A Wake County Superior Court judge Monday upheld a $50 annual fee charged to attorneys to help pay for a public campaign financing fund, but he also gave them a bit more discretion in how the money can be spent.
Two attorneys, Catherine M. El-Khouri and W. Anthony Purcell, had sued the state over the fees, which are assessed through the North Carolina State Bar, Dan Kane reports.
The campaign fund pays for publicly-financed campaigns for state appellate judicial races and for a voter education guide. The attorneys had contended the fee represented a violation of their constitutional rights to freedom of speech and was an impermissible tax. They sued in October 2007.
Judge Howard E. Manning Jr. found that the fee is legal, but he also granted attorneys the option of designating their $50 fee to the voter guide. That way, he said, they would not be paying into the campaigns of candidates that they don't like.
"Overall, it's a positive decision for continued funding of a program that Judge Manning says serves a compelling state interest," said Bob Hall, executive director of Democracy North Carolina, a nonprofit that supports public campaign financing.

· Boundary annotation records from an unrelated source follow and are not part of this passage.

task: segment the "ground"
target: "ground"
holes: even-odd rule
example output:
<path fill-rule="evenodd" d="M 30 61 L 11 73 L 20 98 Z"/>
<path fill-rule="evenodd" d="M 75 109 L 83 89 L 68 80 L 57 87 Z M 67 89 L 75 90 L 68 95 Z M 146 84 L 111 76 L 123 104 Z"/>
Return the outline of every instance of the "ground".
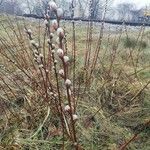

He said the attorney fee generates $1.1 million annually, about half of the total funds for the judicial public financing program. The rest comes from a voluntary $3 check-off on the state income tax form.
Update: Bob Orr, a former state Supreme Court judge who heads the N.C. Institute for Constitutional Law, also found plenty to like in Manning's decision. The institute had supported the lawyers' suit.
"From our perspective, the constitutional claim the suit was based on was upheld by the court," Orr said. "The remedy may be broader than we advocated for, but the underlying claim was upheld as unconstitutional. The $50 fee cannot go to candidates by fiat of the General Assembly."